First jobs often pay low but it is also the best time to start saving. For one, you do not have a lot of obligations or bills to pay yet. As your income grows, your lifestyle also upgrades hence, your cost of living increases. You will realize that you had more opportunities to save when you were just beginning to climb the ladder of your career.
The 50-20-30 Rule is a simple and easy-to-follow budgeting guideline that works across all income brackets. The rule says: use 50% of your income for essential expenses such as food, housing, transportation, and utilities; 20% for savings; and 30% for personal effects that include R&R expenses and charitable donations.
Allow me to focus on the 20% as this is what this article is about. Saving wisely means putting your money where it has the best potential to grow. After setting aside about three to six months' worth of your take-home pay in the bank where it is accessible for emergencies, it is already time to place your money in medium to long-term investments.
There is a variety of choices for these kinds of investments that 20-somethings may consider:
1. Variable Life Insurance - Also known as the Variable Unit-Linked (VUL) insurance, this is the investment that gives the best value for your money. It is a quick way to building your net worth, as well as to protecting your future family. The good thing about this kind of insurance is that it has an investment component: A portion of your premium contributions is allocated to a pooled fund managed by experts that will allow you to reap the benefits of your investment while you are still living---which is exactly how it should be! On top of it, insurance riders such as critical illness benefits will help protect your income in case of unwanted illnesses.
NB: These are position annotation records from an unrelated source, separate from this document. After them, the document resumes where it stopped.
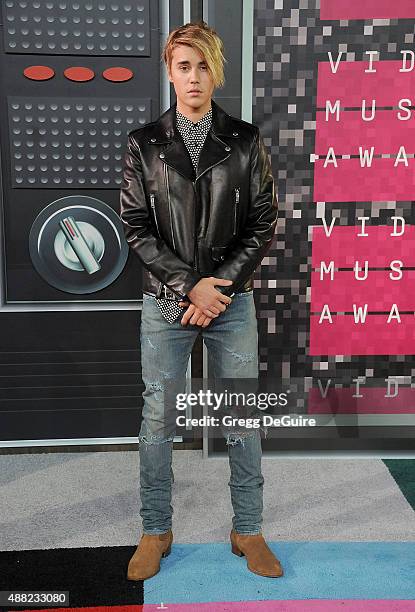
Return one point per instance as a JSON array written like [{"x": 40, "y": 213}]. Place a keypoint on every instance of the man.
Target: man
[{"x": 199, "y": 209}]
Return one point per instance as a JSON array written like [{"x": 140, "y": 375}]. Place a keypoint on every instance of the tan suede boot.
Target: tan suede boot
[
  {"x": 260, "y": 558},
  {"x": 145, "y": 562}
]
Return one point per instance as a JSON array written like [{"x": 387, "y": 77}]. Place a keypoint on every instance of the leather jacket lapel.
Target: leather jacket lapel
[{"x": 176, "y": 155}]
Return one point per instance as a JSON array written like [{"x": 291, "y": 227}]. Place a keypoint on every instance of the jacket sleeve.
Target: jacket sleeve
[
  {"x": 152, "y": 250},
  {"x": 260, "y": 224}
]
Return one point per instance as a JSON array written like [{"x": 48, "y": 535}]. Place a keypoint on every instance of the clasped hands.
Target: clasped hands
[{"x": 206, "y": 302}]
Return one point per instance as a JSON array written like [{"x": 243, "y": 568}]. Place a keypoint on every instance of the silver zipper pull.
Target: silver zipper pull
[
  {"x": 153, "y": 206},
  {"x": 235, "y": 217}
]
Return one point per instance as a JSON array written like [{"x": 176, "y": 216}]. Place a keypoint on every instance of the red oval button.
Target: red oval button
[
  {"x": 79, "y": 73},
  {"x": 39, "y": 73},
  {"x": 117, "y": 74}
]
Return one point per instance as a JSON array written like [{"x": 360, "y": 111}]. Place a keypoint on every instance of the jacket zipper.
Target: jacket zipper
[
  {"x": 153, "y": 206},
  {"x": 195, "y": 251},
  {"x": 236, "y": 205},
  {"x": 166, "y": 178}
]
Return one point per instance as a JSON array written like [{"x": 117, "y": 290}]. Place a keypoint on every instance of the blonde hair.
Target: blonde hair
[{"x": 205, "y": 40}]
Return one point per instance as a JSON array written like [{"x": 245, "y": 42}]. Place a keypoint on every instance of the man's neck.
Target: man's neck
[{"x": 194, "y": 114}]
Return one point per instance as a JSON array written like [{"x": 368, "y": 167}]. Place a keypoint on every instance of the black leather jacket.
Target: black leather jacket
[{"x": 183, "y": 226}]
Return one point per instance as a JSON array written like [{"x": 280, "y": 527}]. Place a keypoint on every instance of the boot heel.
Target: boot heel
[
  {"x": 167, "y": 552},
  {"x": 236, "y": 551}
]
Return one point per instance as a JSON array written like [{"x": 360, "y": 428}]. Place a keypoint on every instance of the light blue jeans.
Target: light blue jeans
[{"x": 232, "y": 344}]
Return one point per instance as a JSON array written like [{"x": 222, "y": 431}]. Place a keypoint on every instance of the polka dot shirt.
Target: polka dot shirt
[{"x": 194, "y": 136}]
This kind of investment is also affordable with some insurance companies offering minimum premium payments of only PHP10,000 annually that may also be paid in annual, semi-annual and quarterly installments.
2. Stocks - My advice to those who are planning to invest in stocks is to first, learn as much as you can about the stock market. There are free seminars being offered regularly and there are lots of credible information online that will teach you the basics of fundamental and technical analyses. Aside from this, you have to be constantly abreast with the movements in the global and national economy, as well as in the companies that you want to invest in. The stock market offers the highest potential income in the money market, which means that it also comes with the highest risk. So, in the meantime, you may consider...
3. Mutual Funds and Unit Investment Trust Funds (UITFs) - These pooled funds differ mainly as the former is offered and managed by individual companies while UITFs are by banks. Depending on your risk appetite and investment goal, you may opt for fixed-income securities (lowest risk and potential income), balanced funds which are a mix of fixed-income securities and stocks (moderate risk and potential income), and equities or stocks (highest risk and potential income). The disadvantage here is that you have to bear the costs of a third party fund manager. However, if you are wary of risks, then this is a good investment for you.
In conclusion, my advice as you follow the 50-20-30 Rule is to diversify albeit, not right away. Take baby steps with one investment leading you to the next. Depending on how good are you in terms of saving and investing, you might be able to afford an early retirement and take on more entrepreneurial ventures that are aligned with your passion.